The Golden Cut

Also known as the divine proportion, golden mean, or golden section, is a number often encountered when taking the ratios of distances in simple geometric figures such as the pentagram, decagon and dodecagon. It is denoted Φ, or sometimes τ (which is an abbreviation of the Greek ''tome,'' meaning ''to cut'').

To calculate the Golden Section, a distance between two points is divided so that the ratio of the longest section to the total length is exactly equal to the ratio of the shortest section to the longer section.  This ratio has the numerical value of 0.6180 and can be calculated using the formula for square roots.

The term ''golden section'' (goldene Schnitt) seems to first have been used by Martin Ohm in the 1835 2nd edition of his textbook, Die Reine Elementar-Mathematik. The first known use of this term in English is in James Sulley's 1875 article on aesthetics in the 9th edition of the Encyclopedia Britannica.

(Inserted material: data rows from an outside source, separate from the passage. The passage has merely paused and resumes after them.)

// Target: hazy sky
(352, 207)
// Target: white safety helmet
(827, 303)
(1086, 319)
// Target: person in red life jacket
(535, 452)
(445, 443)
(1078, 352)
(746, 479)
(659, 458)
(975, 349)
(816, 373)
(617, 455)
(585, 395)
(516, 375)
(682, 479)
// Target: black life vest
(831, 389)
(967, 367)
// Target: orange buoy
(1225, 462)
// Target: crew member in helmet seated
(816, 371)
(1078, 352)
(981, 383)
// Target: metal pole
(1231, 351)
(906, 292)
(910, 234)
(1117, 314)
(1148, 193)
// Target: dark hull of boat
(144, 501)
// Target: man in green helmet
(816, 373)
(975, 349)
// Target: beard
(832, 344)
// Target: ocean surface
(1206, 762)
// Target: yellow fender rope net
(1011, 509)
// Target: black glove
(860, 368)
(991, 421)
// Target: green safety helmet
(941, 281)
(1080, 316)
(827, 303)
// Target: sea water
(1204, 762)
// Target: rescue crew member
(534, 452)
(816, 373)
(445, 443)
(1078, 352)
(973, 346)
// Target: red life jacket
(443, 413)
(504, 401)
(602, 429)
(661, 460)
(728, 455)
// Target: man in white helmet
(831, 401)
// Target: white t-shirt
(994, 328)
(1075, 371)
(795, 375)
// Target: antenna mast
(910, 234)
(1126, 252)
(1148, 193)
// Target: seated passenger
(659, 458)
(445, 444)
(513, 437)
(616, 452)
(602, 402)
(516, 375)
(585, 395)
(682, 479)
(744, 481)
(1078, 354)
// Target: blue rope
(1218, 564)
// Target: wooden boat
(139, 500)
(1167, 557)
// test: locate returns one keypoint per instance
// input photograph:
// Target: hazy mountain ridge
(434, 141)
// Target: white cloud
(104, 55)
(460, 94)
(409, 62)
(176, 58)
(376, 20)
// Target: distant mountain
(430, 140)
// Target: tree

The symbol Φ (''phi'') was apparently first used by Mark Barr at the beginning of the 20th century in commemoration of the Greek sculptor Phidias (ca. 490-430 BC), who a number of art historians claim made extensive use of the golden ratio in his works.

Throughout history, artists and philosophers have been fascinated by the Divine Proportion, as it can be applied both to the smallest of units (cells, atoms, molecules, quarks) and to the largest of units (solar systems, galaxies, the universe).  Humans naturally feel attracted to works which have been constructed using the Divine Proportion, although modern science has yet to find a measurable, quantifiable explanation as to why some works are simply more “appreciable” than others.